Ils sont une douzaine d'hommes et de femmes à être arrivés sur Delmak-O, obscure planète des confins de la galaxie, à bord de petites fusées en aller simple. Ils n'ont a priori rien en commun : l'un est océanographe, l'autre médecin, encore un autre psychiatre, et ainsi de suite. Pourtant, ils ont tous été invités sur ce monde pour participer à un projet tenu secret.
Tellement secret, en fait, que quand la communication satellite qui était censée les informer des raisons de leur présence plante, ils se retrouvent non seulement coincés sur Delmak-O sans espoir de secours, mais toujours sans la moindre idée de ce qu'ils sont censés faire sur cette étrange planète où les bâtiments se déplacent, les mouches chantent et une drôle de créature, le tench, duplique les objets qu'on lui présente et répond de manière oraculaire aux questions qu'on lui pose.
Comme si cela ne suffisait pas, les apprentis colons commencent à périr les uns après les autres, dans des circonstances toujours plus troubles... C'est une course contre la mort qui s'engage pour dépasser les trompeuses apparences et percer le mystère de Delmak-O.
Si Agatha Christie avait écrit son fameux And Then There Were None sous LSD, le résultat aurait peut-être ressemblé à Au bout du labyrinthe. On retrouve en effet dans ce roman de Philip K. Dick pas mal d'ingrédients qui évoquent davantage le whodunit que la science-fiction : le huis clos, les meurtres en série, la galerie de personnages variés qui se soupçonnent les uns les autres, et l'escalade dans le mystère jusqu'à la révélation finale qui vient tout éclaircir.
Hélas, Dick n'a pas le talent d'une Christie pour concevoir des personnages. Son dramatis personæ se compose en majeure partie de caricatures (le gars violent, la bimbo, l'ascète mystique, la femme frigide, l'hypocondriaque...) dont la plupart (en particulier les femmes) n'ont jamais l'opportunité d'être développés de manière un tant soit peu mémorable. Sa façon de les décrire (et dont ils se décrivent eux-mêmes) comme des losers égocentriques, un diagnostic largement confirmé par leurs faits et gestes, n'aide pas non plus à les rendre sympathiques.
Heureusement, Dick possède également des dons dont la créatrice d'Hercule Poirot n'a jamais disposé, au premier rang desquels une capacité inégalée à distiller dans ses écrits la paranoïa sous sa forme la plus pure. Comme tous ses personnages sont infects, on est forcément amené à partager leurs soupçons sans que la narration qui alterne entre différents points de vue ne permette d'innocenter le moindre d'entre eux. L'environnement dans lequel ils sont plongés est aussi loin de la campagne anglaise chère à Miss Marple : inconnu, menaçant, incompréhensible, il contribue à merveille à l'atmosphère étouffante du récit, même si les descriptions sont ici aussi trop peu poussées pour permettre une réelle immersion dans le monde de Delmak-O.
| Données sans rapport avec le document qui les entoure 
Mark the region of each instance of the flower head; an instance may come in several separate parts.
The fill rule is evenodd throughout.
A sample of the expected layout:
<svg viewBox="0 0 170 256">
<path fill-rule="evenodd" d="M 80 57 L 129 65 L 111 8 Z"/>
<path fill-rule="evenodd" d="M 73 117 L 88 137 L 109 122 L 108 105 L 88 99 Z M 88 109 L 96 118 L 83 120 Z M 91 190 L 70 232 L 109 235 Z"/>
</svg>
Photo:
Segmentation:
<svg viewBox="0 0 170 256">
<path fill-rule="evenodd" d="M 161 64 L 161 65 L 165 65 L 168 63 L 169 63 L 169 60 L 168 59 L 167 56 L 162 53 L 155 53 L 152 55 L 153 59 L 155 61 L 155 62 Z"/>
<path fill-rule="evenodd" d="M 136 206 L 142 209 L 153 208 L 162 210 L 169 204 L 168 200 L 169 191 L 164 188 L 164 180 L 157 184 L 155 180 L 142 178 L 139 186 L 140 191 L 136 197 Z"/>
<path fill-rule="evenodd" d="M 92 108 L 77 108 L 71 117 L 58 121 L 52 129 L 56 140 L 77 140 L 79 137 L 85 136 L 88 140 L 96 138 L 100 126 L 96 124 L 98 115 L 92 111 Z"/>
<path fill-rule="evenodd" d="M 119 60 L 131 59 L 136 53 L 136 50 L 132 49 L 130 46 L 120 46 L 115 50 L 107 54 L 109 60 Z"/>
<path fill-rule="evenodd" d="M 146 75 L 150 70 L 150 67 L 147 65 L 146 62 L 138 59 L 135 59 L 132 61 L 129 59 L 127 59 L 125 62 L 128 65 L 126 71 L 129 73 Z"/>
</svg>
Il en va de même pour l'une des idées les plus originales du livre, à savoir son approche de la religion. Dans cet univers, l'existence de Dieu a été démontrée scientifiquement et il s'avère qu'il existe sous trois formes, avec un antagoniste diabolique qui réduit à néant ses efforts créateurs (Dick a l'air très fier de cette théologie dans son avant-propos, mais ça ressemble quand même pas mal au christianisme). Ce qui est particulièrement intéressant, c'est qu'il est possible d'adresser des prières à cette divinité, qu'elle exaucera pour peu qu'elles lui parviennent, ce qui peut être facilité par l'utilisation de moyens de communication technologiques, émetteurs et relais-satellites. C'est l'amorce d'une théologie potentiellement fascinante, mais qui n'est jamais réellement approfondie et reste une caractéristique superficielle de l'univers. Dommage.
En fin de compte, la partie la plus mémorable de ce livre, c'est bien son retournement de situation final. La solution à laquelle a recours l'auteur pour tirer ses protagonistes de leur pétrin sort de nulle part et, sans trop en dévoiler, je peux dire qu'elle ne fait que les enfoncer encore plus profondément dans une galère dont ils ne pourront jamais se tirer. Un vague espoir semble promis à l'un des personnages, mais il pourrait tout aussi bien s'agir d'une hallucination suscitée par une violente dépression nerveuse. En tournant la dernière page, le cafard est de mise.
Dans l'ensemble, Au bout du labyrinthe ne me semble pas être une œuvre essentielle de Philip K. Dick, surtout si l'on prend en compte le fait que ce roman est paru après des chefs-d'œuvre tels que Le dieu venu du Centaure, Les androïdes rêvent-ils de moutons électriques ? ou encore Ubik. Les novices auront tout intérêt à se tourner vers l'un ou l'autre de ces livres et à se réserver pour plus tard ce morne voyage vers la sinistre Delmak-O.